The actress puts her pen to work in the Civil Rights-era drama ‘Judas and the Black Messiah’
Writing her story
For Dominique Fishback, writing and acting have always been intertwined. As a high schooler, the Brooklyn native joined a youth theater company that required participants to write their own work.
For her thesis at Manhattan’s Pace University, she wrote a one-woman play, Subverted, which examines “the destruction of Black identity” and was produced off-Broadway.
That piece caught the attention of TV writer-producer David Simon, who cast Fishback in HBO’s Show Me a Hero and later in The Deuce.
Now, with a slate of compelling roles under her belt (including playing a young Jay-Z’s mom in a 2017 music video), she has developed the habit of keeping journals as her characters. Imagining their backstories, desires, and deepest fears. “It looks like work, but it’s so much fun to me because I’m a writer,” says Fishback, 30. “I’ve journaled since I was 12 years old.”
Power player
Fishback’s talent as a poet anchors a pivotal scene in her latest film, Judas and the Black Messiah (in theaters and on HBO Max now). She plays Deborah Johnson – now known as Akua Njeri. Johnson is an activist, writer, and fiancée of Fred Hampton (Daniel Kaluuya), the Illinois Black Panther Party chairman who’s being watched by an FBI informant (LaKeith Stanfield).

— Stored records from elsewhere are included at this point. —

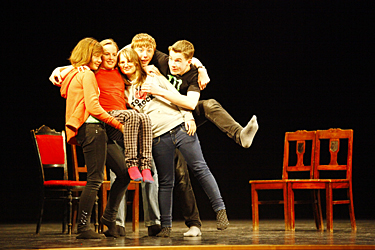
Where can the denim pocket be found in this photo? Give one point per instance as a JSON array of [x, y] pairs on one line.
[[155, 141]]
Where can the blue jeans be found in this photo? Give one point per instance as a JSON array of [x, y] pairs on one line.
[[163, 150]]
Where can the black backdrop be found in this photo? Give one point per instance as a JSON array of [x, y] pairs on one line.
[[295, 64]]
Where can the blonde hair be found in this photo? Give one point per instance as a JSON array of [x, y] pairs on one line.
[[84, 50], [109, 41], [143, 40], [132, 56], [184, 47]]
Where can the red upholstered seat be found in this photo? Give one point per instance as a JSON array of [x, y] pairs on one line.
[[50, 147], [64, 183]]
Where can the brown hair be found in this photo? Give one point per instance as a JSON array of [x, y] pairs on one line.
[[83, 51], [109, 41], [143, 40], [132, 56], [184, 47]]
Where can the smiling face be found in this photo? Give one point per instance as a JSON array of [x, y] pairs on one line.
[[95, 62], [178, 64], [145, 54], [109, 56], [127, 67]]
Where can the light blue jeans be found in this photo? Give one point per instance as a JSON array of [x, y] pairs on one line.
[[163, 150]]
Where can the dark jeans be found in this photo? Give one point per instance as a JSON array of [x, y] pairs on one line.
[[212, 111], [93, 140], [206, 110], [163, 152], [184, 191]]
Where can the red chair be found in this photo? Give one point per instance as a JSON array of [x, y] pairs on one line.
[[299, 138], [50, 147], [334, 137]]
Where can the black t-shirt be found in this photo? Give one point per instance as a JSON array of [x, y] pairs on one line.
[[186, 82]]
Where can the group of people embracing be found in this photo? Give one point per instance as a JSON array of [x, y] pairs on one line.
[[136, 110]]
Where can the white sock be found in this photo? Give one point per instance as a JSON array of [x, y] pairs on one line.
[[193, 232], [248, 132]]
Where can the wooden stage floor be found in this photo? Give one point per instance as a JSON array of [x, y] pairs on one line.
[[238, 236]]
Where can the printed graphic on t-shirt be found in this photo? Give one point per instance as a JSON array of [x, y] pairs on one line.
[[142, 98], [175, 82]]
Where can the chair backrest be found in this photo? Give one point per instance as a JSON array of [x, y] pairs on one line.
[[81, 169], [301, 138], [51, 150], [76, 168], [334, 136]]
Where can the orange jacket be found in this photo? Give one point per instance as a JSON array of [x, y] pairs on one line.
[[82, 99]]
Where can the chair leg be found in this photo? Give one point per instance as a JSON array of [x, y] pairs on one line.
[[135, 216], [351, 209], [96, 214], [317, 209], [254, 208], [329, 204], [102, 206], [286, 207], [291, 207], [70, 205], [38, 225]]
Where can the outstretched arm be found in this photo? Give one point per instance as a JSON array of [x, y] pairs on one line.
[[188, 101], [203, 78], [59, 73]]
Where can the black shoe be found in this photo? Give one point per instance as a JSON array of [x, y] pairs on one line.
[[154, 230], [222, 220], [165, 232], [90, 234], [112, 230], [120, 230]]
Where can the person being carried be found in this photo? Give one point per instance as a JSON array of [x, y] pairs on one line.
[[205, 110], [173, 127]]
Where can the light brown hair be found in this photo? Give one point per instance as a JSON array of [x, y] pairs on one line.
[[184, 47], [84, 50], [132, 56], [109, 41], [143, 40]]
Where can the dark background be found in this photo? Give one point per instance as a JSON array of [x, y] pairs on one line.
[[295, 64]]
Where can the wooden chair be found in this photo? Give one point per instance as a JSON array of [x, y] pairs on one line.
[[103, 193], [334, 137], [133, 186], [50, 147], [299, 138]]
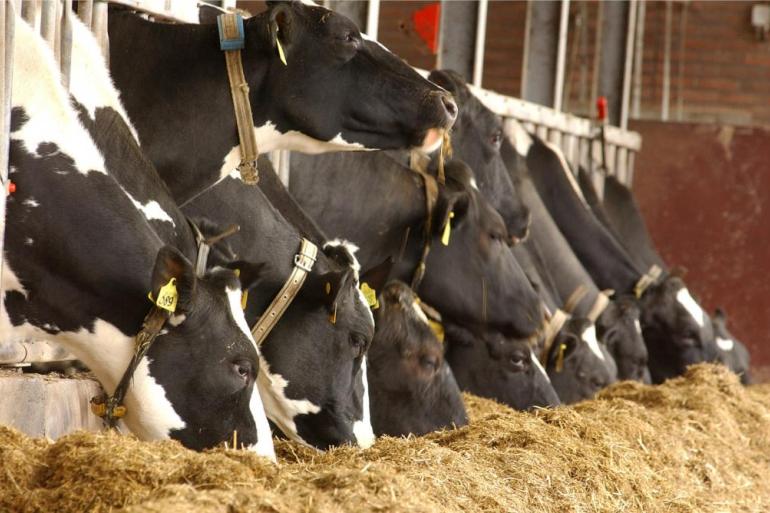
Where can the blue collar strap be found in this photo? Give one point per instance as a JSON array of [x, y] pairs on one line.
[[231, 35]]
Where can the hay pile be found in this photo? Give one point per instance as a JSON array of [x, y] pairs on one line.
[[699, 443]]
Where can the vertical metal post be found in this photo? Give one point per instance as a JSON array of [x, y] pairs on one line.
[[48, 21], [561, 54], [666, 63], [99, 28], [66, 43], [481, 38], [613, 56], [7, 27], [636, 101], [372, 19], [628, 64]]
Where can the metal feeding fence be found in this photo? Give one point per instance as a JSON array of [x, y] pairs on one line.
[[575, 135]]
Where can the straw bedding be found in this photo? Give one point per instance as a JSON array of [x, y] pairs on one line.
[[698, 443]]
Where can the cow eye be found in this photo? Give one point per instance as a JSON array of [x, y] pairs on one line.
[[518, 362], [244, 369], [497, 139], [358, 343]]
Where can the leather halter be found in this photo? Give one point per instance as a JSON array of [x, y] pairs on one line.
[[303, 264], [231, 42]]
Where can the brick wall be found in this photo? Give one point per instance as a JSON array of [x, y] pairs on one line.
[[721, 73]]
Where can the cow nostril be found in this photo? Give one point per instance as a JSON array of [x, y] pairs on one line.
[[450, 106]]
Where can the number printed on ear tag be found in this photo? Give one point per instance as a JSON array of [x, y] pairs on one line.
[[371, 296], [167, 297]]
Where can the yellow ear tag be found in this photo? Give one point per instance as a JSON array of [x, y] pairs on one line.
[[560, 358], [280, 51], [438, 329], [371, 296], [447, 230], [168, 296]]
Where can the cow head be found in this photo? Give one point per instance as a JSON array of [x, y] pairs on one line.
[[205, 362], [619, 330], [338, 89], [412, 390], [487, 286], [313, 375], [488, 364], [676, 330], [476, 139], [577, 364]]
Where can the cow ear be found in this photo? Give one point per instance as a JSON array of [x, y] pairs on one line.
[[377, 276], [171, 267], [281, 25]]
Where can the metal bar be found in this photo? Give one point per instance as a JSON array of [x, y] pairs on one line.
[[561, 55], [481, 38], [7, 27], [48, 21], [638, 60], [628, 65], [373, 19], [66, 43], [85, 11], [99, 28], [666, 63], [457, 36]]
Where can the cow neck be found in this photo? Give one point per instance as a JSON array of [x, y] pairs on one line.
[[190, 93]]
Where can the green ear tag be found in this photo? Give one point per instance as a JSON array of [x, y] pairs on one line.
[[371, 296], [447, 230], [280, 51], [168, 296]]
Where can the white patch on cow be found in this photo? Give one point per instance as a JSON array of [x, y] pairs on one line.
[[264, 446], [538, 365], [37, 89], [518, 136], [589, 337], [419, 313], [90, 80], [725, 344], [151, 210], [684, 298], [279, 408], [567, 172], [362, 429]]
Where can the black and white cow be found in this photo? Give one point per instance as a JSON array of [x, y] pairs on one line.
[[83, 248], [490, 365], [337, 91], [577, 363], [313, 372], [731, 351], [413, 390], [383, 212], [476, 138]]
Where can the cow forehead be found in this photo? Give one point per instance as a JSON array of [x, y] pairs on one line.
[[684, 298]]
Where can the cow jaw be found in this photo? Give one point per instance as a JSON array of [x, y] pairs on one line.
[[362, 429]]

As the Panthers begin to fear there’s a traitor in their midst, Johnson, pregnant and worried for the life of her partner and unborn son, reads a verse. Fishback wrote the verse herself after mentioning to director Shaka King that there was a lack of poetry in the film.
“We scream and shout and we live by this anthem/But is power to the people, really worth the ransom? ” Fishback recites over the phone.
“She’s not only giving her baby, she’s giving the man that she loves to the world,” the actress adds. “I had to think of what that would look like to me.”
Up next
A true multihyphenate, Fishback is now working on a novel “about a Black girl going to Greece and falling in love with a Syrian refugee.” As well as setting her spoken-word poetry to music and getting Subverted adapted into a TV special.
“I’m just following my spirit,” she says. In the meantime, she hopes that Judas helps audiences better understand how the legacies of Hampton and the Panthers continue to impact the fight for equality today.
“Chairman Fred knew the importance of everybody coming together and not being segregated by race and cultural experience 52 years ago,” she says of Hampton, who founded the Rainbow Coalition in 1969, not long before he was killed during a raid on his Chicago apartment by police and the FBI.
“In 2020, we got to see people put their lives and bodies on the line for a greater cause. We have to keep learning about other people’s experiences and keep standing up for what we believe in.”